Take the derivative (I used Wolfram Alpha's online derivative calculator):
- [math]\displaystyle{ {{\partial Q_B(z)}\over{\partial z}} = {{(u-l) \lambda}\over{2 \sqrt{2 \pi}}} \left( e^z + e^{-z} \right) e^{-{1\over 2} \left( {1\over 2} \lambda \left(e^z - e^{-z}\right) + \xi\right)^2} }[/math]
Expand the limit
- [math]\displaystyle{ \begin{array}{rcl} \lim_{p\rarr 1} {{\partial Q_B(p)}\over{\partial p}} &=& \lim_{z\rarr \infty} \sqrt{2\pi} \delta e^{{1\over 2}(z/\delta- n c)^2} {{\partial Q_B(z)}\over{\partial z}} \\ &=& \lim_{z\rarr \infty} \sqrt{2\pi} \delta e^{{1\over 2}(z/\delta - n c)^2} {{(u-l) \lambda}\over{2 \sqrt{2 \pi}}} \left( e^z + e^{-z} \right) e^{-{1\over 2} \left( {1\over 2} \lambda \left(e^z - e^{-z}\right) + \xi\right)^2} \\ &=& {1\over 2} (u-l)\delta \lambda \left( \lim_{z\rarr \infty} e^z + e^{-z} \right) \left( \lim_{z\rarr \infty} e^{{1\over 2} (z/\delta- n c)^2} \right) \left( \lim_{z\rarr \infty} e^{-{1\over 2} \left( {1\over 2} \lambda \left( e^z - e^{-z}\right) + \xi\right)^2} \right) \\ &=& {1\over 2} (u-l)\delta \lambda \left( \lim_{z\rarr \infty} e^z \right) \left( \lim_{z\rarr \infty} e^{{1\over 2} \delta^{-2} z^2} \right) \left( \lim_{z\rarr \infty} e^{-{1\over 4} \lambda^2 {e^z}^2} \right) \\ &=& {1\over 2} (u-l)\delta \lambda \lim_{z\rarr \infty} e^z e^{{1\over 2} \delta^{-2} z^2} e^{-{1\over 4} \lambda^2 e^{z^2}} \\ &=& 0 \end{array} }[/math]
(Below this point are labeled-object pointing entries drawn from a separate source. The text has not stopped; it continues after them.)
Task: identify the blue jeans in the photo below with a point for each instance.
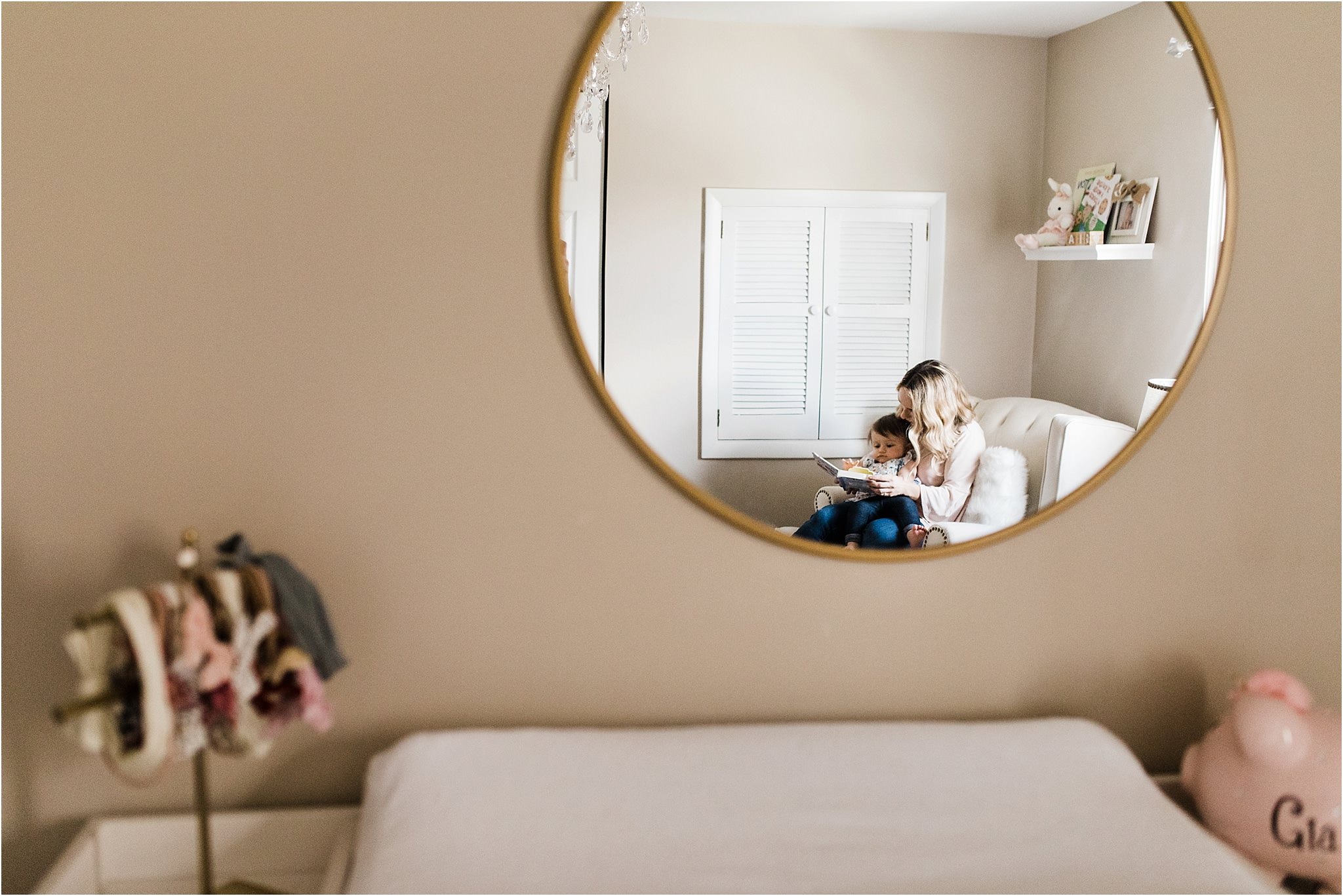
(875, 523)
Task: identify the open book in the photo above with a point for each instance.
(854, 480)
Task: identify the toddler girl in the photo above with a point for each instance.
(843, 523)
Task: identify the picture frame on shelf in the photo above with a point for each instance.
(1133, 211)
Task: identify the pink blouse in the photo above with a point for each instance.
(946, 484)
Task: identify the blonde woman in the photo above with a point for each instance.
(947, 444)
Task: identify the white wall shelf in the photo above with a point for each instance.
(1112, 253)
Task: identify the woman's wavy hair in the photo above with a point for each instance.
(940, 409)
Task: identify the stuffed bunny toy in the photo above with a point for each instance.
(1054, 233)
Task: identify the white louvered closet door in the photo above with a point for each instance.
(770, 322)
(876, 275)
Last line follows because the [math]\displaystyle{ e^{-{1\over4} \lambda^2 e^{z^2}} }[/math] term goes to zero and dominates both [math]\displaystyle{ e^z }[/math] and [math]\displaystyle{ e^{{1\over 2}\delta^{-2} z^2} }[/math].
Note: I did not use the fact that [math]\displaystyle{ n=1 }[/math], so the same proof works for [math]\displaystyle{ z \rarr -\infty }[/math], which if correct would mean that the cowlick appears on both bounds always. I thought this indicated I made a mistake, but indeed after zooming in at extremely high resolution to the computed CDF and PDF, we found that there is an extremely thin spike even in the n=-1
cases. So I now think the spike is always there, just too thin to detect in the less extreme cases.